"Well, we are all right again. You know I was very much worried about forgetting to wind the chronometer. I have been master for fourteen years, and this is the first time that I have neglected to do it. I have heard from old-timers that it is considered a bad omen."

"I don't believe in any such superstitions," said I.

Here he called to the cook, who was throwing slop overboard from the galley: "Have you given Toby any water today?"

"Yessir," said the cook, and cursed a large black and white gull for eating more than his share of the scraps that were floating by. "Toby wants for nothing, sir. In fact, he has been getting out of the lazarette lately."
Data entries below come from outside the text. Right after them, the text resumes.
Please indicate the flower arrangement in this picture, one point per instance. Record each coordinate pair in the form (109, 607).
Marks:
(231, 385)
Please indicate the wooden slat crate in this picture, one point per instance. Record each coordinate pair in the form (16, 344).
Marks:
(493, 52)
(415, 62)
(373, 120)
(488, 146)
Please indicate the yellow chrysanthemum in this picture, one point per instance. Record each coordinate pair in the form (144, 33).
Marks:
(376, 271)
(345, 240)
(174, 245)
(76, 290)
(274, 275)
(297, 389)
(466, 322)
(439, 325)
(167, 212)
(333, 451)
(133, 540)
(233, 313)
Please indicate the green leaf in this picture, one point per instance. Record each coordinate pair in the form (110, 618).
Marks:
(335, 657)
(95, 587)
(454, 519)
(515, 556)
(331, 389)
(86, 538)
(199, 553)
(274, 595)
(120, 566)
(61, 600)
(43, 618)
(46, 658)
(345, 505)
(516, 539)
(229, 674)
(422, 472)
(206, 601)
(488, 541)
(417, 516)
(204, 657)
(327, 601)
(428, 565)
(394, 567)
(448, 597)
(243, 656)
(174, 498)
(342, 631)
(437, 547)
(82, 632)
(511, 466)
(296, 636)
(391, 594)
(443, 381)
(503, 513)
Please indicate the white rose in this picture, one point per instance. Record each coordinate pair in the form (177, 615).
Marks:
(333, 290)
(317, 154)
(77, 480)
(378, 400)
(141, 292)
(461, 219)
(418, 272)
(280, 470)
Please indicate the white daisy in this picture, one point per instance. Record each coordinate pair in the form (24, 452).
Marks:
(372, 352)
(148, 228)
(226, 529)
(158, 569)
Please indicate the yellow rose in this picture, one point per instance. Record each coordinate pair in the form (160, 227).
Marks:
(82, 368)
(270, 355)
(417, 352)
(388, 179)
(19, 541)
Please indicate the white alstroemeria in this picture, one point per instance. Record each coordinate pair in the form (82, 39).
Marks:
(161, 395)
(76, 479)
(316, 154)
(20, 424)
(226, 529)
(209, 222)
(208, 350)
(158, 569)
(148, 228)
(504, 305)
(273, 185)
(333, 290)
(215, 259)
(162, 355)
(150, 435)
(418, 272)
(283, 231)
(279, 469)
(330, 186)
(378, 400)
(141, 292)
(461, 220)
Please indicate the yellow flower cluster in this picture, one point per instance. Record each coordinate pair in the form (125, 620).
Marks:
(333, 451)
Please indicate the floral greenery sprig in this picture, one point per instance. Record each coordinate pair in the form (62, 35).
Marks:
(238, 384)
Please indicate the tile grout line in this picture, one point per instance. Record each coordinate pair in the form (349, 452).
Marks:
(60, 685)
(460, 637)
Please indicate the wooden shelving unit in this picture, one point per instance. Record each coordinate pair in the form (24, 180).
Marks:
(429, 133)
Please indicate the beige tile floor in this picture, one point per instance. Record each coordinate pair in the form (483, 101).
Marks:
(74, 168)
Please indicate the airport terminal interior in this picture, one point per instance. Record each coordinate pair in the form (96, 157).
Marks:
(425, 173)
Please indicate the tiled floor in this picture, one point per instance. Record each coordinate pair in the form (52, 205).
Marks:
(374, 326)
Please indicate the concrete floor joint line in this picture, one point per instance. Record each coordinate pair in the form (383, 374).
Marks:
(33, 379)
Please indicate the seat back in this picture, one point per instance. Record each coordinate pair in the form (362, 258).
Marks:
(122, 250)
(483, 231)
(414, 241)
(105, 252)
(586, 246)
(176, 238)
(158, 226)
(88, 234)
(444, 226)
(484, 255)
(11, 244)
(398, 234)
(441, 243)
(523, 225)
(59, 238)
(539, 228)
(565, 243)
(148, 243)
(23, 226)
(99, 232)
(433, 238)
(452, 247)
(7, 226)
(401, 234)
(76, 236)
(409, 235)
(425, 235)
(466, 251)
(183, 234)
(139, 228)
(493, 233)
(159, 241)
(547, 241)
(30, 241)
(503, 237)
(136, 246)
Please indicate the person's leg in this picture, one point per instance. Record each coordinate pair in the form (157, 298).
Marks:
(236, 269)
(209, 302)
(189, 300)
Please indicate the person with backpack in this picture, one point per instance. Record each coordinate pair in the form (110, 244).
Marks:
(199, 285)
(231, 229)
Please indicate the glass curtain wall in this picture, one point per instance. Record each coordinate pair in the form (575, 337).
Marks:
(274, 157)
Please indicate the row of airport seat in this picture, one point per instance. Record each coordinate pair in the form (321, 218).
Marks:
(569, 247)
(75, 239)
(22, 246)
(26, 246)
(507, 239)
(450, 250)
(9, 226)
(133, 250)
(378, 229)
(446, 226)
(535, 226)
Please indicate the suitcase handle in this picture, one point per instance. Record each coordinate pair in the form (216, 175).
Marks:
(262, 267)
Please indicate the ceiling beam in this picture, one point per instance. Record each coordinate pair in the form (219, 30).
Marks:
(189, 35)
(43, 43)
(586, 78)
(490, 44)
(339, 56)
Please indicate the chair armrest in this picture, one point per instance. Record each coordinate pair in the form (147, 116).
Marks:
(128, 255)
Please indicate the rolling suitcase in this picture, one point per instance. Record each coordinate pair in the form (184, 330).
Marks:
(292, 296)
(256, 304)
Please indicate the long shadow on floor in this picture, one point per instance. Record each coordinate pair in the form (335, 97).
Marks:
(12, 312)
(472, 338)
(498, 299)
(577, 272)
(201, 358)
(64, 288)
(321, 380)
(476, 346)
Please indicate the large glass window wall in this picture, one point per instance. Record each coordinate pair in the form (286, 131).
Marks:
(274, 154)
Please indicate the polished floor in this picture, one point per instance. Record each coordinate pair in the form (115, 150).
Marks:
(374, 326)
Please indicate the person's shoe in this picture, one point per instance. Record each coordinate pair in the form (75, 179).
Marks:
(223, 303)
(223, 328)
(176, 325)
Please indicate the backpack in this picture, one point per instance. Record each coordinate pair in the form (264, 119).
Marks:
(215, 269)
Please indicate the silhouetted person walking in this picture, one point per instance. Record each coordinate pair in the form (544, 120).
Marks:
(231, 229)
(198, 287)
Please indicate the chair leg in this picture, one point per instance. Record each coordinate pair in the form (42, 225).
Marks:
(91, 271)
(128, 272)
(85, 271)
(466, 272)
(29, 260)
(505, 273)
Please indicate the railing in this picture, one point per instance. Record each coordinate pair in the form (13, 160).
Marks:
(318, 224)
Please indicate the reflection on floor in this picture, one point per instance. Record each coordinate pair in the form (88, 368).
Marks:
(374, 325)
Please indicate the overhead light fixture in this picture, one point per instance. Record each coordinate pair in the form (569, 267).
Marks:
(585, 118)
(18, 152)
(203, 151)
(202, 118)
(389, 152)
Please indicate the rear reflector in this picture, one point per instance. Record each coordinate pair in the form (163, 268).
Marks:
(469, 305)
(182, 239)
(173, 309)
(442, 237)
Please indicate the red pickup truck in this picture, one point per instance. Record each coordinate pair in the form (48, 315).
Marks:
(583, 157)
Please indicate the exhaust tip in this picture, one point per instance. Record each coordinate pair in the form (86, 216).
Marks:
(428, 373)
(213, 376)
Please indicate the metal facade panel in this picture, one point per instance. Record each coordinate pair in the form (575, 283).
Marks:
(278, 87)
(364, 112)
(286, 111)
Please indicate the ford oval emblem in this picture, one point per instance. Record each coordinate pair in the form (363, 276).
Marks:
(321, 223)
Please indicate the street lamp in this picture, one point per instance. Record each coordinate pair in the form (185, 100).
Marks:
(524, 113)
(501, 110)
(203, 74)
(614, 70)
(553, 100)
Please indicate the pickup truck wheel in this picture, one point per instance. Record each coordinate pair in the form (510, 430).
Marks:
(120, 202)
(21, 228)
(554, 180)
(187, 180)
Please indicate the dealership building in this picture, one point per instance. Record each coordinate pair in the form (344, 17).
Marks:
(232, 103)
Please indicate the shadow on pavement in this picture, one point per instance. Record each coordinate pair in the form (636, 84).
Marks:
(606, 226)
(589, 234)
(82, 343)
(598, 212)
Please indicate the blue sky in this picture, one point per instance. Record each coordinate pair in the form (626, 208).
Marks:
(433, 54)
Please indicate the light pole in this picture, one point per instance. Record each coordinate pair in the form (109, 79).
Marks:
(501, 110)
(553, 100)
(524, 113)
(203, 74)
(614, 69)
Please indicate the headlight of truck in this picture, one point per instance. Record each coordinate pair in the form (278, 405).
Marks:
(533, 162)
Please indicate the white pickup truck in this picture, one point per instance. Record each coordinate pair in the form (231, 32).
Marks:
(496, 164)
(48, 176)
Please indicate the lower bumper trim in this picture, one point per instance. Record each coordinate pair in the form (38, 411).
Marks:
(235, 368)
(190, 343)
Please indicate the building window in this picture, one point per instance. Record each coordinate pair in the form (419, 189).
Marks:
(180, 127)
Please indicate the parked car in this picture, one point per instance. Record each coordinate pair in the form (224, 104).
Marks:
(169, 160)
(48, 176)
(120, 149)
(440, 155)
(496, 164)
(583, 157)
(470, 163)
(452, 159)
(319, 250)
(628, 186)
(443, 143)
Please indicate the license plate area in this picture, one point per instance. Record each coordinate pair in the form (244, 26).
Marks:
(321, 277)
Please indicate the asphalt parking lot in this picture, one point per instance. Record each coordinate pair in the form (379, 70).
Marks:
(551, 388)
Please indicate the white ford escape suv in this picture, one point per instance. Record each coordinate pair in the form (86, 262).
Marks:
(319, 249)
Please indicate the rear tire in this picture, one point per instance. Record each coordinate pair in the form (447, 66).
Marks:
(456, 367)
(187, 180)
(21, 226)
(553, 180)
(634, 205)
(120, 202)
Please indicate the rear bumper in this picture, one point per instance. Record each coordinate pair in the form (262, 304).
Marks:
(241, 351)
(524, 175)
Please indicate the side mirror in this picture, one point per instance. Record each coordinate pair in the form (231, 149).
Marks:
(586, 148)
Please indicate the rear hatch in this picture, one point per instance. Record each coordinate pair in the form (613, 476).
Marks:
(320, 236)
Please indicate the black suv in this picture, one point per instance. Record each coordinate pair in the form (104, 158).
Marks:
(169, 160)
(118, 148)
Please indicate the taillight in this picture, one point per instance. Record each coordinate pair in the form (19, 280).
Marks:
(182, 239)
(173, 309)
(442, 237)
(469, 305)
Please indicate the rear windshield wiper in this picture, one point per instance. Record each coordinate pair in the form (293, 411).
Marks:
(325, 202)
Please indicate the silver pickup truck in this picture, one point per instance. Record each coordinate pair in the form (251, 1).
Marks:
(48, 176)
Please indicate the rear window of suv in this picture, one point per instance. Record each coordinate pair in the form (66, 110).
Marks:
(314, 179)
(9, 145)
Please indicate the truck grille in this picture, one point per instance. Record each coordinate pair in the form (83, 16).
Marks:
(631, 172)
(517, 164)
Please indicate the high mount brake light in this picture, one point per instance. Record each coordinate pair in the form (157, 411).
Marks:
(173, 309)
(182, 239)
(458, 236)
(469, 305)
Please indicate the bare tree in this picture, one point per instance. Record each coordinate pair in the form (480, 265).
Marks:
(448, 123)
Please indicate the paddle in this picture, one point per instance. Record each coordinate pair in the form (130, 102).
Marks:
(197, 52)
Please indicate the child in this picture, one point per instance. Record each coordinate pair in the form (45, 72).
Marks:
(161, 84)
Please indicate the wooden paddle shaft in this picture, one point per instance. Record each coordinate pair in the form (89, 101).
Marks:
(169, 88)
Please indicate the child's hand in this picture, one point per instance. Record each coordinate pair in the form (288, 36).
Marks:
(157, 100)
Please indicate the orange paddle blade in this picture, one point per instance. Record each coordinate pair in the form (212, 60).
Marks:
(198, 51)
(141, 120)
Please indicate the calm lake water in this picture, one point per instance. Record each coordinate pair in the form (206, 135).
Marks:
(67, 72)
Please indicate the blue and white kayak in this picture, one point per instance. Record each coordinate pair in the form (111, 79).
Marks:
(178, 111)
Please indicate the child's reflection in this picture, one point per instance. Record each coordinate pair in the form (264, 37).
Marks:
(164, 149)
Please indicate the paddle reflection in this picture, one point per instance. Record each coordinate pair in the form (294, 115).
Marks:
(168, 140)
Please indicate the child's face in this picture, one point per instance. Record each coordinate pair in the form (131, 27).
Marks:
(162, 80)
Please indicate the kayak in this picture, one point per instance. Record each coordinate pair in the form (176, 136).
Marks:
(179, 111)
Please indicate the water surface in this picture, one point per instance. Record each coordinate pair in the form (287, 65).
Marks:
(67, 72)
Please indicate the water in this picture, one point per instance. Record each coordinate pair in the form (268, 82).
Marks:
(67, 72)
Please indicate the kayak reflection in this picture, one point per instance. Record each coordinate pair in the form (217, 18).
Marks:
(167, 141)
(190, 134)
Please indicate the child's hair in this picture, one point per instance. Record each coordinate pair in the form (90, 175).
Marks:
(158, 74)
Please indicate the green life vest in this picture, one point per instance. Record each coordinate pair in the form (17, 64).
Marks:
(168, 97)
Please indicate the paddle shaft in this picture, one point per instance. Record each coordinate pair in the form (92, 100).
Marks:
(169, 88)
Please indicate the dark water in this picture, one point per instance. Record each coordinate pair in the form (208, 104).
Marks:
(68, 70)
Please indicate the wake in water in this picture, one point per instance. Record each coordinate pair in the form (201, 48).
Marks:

The Captain did not hear this last remark. He was watching the remains from the galley to see if there was any waste. Old sailors say they can tell how ships feed by the number of gulls who follow in her wake.


(Now follow some extracts from my diary, kept during a portion of this trip.)

For the last week we have been having fine weather. The cook and crew seem to be very friendly. I notice that during the dog-watch from six to eight they gather around the mainmast. There the cook has a barrel in which he freshens salt meat. In this watch he puts it to soak. This evening he must have been carried away with his subject, for he was talking loudly and very excitedly, exclaiming:

"That is it exactly, and here we are. What are we getting? Nothing. And to think that we are the slaves of the owners—"

Some one interrupted, I believe that it was the Russian-Finn, saying: "I'll bet they," meaning the owners of our ship, "don't have to eat this old salt horse three times a day."